The trailers and ads for the movie, whether intentionally or not, omit this facet of the story. Instead they hinge on the line "there's a reason we woke up early," which further obfuscates the truth about how Preston is a manipulative stalker and basically kidnaps Aurora for a lifetime. The poster also gives Lawrence and Pratt equal importance and placement, when we know their relationship in the movie is anything but. The SOS in morse code becomes even more fitting with that knowledge, though.

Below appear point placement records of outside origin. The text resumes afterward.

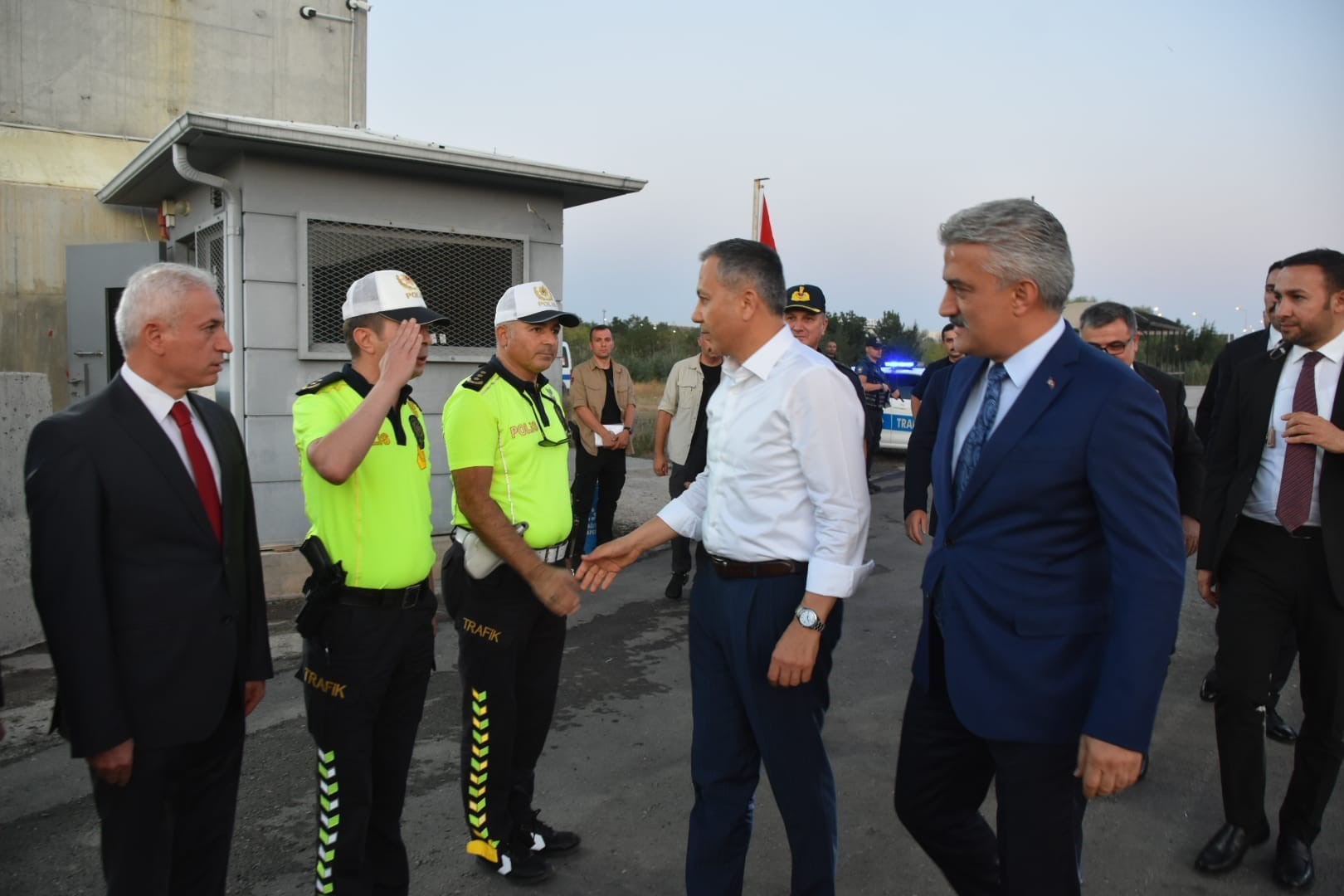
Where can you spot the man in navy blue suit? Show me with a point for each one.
(1054, 583)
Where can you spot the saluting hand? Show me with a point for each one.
(401, 360)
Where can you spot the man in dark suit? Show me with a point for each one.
(147, 577)
(1205, 416)
(1273, 559)
(1234, 353)
(1113, 328)
(1054, 582)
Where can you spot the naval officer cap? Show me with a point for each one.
(388, 293)
(531, 304)
(806, 297)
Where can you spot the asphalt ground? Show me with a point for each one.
(617, 767)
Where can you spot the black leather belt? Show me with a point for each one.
(1303, 533)
(383, 598)
(758, 570)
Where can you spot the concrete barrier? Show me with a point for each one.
(24, 399)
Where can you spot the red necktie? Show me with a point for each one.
(199, 468)
(1294, 489)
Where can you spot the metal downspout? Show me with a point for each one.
(233, 277)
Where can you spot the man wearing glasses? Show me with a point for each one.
(1113, 328)
(505, 579)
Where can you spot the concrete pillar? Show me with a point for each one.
(24, 399)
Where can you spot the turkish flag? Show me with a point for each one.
(767, 232)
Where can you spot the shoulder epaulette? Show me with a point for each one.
(477, 381)
(316, 386)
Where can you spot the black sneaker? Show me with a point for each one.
(674, 590)
(518, 863)
(546, 840)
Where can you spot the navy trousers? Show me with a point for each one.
(741, 720)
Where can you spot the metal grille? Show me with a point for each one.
(206, 250)
(459, 275)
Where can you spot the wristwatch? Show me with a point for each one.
(808, 618)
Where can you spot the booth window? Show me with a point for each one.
(460, 275)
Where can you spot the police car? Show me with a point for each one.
(897, 418)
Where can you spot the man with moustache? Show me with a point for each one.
(782, 519)
(1047, 622)
(949, 344)
(1273, 558)
(1210, 409)
(507, 578)
(147, 575)
(806, 316)
(363, 457)
(680, 438)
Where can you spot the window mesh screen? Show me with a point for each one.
(206, 250)
(459, 275)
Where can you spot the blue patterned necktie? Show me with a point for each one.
(969, 455)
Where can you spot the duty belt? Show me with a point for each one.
(553, 553)
(758, 570)
(383, 598)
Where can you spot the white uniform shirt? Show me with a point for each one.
(1262, 503)
(785, 476)
(160, 407)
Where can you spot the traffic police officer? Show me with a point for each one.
(364, 461)
(505, 579)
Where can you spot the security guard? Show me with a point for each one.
(364, 461)
(505, 578)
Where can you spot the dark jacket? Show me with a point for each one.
(151, 622)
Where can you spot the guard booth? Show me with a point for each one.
(286, 215)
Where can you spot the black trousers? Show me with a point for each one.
(168, 830)
(364, 683)
(509, 649)
(942, 777)
(679, 477)
(1283, 668)
(606, 472)
(1270, 582)
(871, 431)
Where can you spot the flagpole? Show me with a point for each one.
(756, 207)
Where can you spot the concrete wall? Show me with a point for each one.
(275, 192)
(132, 66)
(24, 399)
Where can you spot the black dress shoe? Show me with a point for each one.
(1293, 864)
(674, 590)
(1227, 846)
(1278, 730)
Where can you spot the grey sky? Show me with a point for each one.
(1185, 145)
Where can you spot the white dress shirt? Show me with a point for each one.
(785, 476)
(1020, 368)
(1262, 503)
(160, 407)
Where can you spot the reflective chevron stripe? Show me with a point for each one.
(481, 843)
(329, 820)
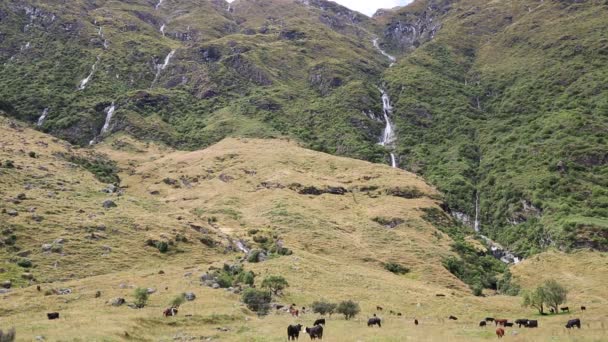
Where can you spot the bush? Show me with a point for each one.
(178, 300)
(141, 297)
(256, 300)
(323, 307)
(276, 284)
(25, 263)
(348, 308)
(396, 268)
(7, 336)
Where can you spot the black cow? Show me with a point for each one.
(531, 324)
(374, 321)
(293, 332)
(574, 323)
(320, 321)
(315, 332)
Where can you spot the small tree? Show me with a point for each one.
(256, 300)
(535, 299)
(555, 294)
(323, 307)
(276, 284)
(178, 300)
(348, 308)
(141, 297)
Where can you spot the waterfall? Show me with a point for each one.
(477, 224)
(85, 81)
(384, 53)
(42, 117)
(109, 113)
(161, 67)
(388, 135)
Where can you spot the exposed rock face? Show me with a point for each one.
(411, 27)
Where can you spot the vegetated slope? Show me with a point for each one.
(508, 104)
(191, 72)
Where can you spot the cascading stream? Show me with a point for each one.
(388, 135)
(42, 117)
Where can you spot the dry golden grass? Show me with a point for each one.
(338, 248)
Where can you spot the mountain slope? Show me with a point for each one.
(507, 105)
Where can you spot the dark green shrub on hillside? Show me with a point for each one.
(256, 300)
(396, 268)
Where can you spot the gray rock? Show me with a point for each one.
(109, 204)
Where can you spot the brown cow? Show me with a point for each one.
(500, 321)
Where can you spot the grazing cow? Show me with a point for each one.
(172, 311)
(320, 321)
(531, 324)
(500, 321)
(315, 332)
(293, 332)
(374, 321)
(574, 323)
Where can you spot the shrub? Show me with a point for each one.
(25, 263)
(178, 300)
(348, 308)
(396, 268)
(323, 307)
(141, 297)
(257, 300)
(162, 246)
(276, 284)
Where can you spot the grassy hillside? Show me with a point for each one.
(243, 190)
(507, 103)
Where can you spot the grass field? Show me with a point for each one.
(225, 192)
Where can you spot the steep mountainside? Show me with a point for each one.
(192, 72)
(500, 105)
(505, 111)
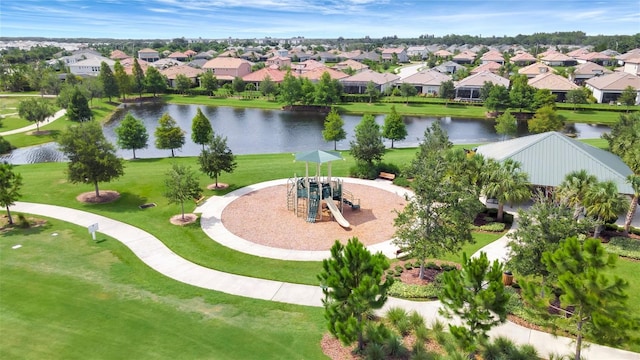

Many have been quick to point out what a problem this is and how it makes Pratt's character immediately unlikable and irredeemable. Rebecca Hawkes wrote about the choice for the Telegraph, saying he "deliberately condemned this woman, a fellow human being, to a horrifyingly lonely existence." Twitter users have also chimed in to call out the movie:

And it doesn't get any better from there. Hawkes explains that Passengers "forgives, softens and ultimately justifies its central act of violence." Nashawaty further dings the movie for under-developing Lawrence's character: 

It doesn't help the film's whole female-victimization vibe either that Lawrence is relegated to being a pretty helpless damsel in distress when the Avalon's systems start to fail. She's way too good of an actress to be told to look scared and shout lines like "What does that mean?!" when technical terms are thrown around, and "Jim, how do we fix this?!" while Pratt tries to win her back with his can-do heroism. She's stuck in what essentially amounts to a risable two-hour exhibit of sci-fi Stockholm Syndrome. 

How this revelation and other negative reviews (Passengers currently has a 33% rating on Rotten Tomatoes) will affect its box office totals is yet to be seen. According to the Wrap, as of Dec. 1 it was predicted to make $39 million over its first five days. We'll see when the film is released nationwide Wednesday, Dec. 21, if the hidden creep factor keeps people away.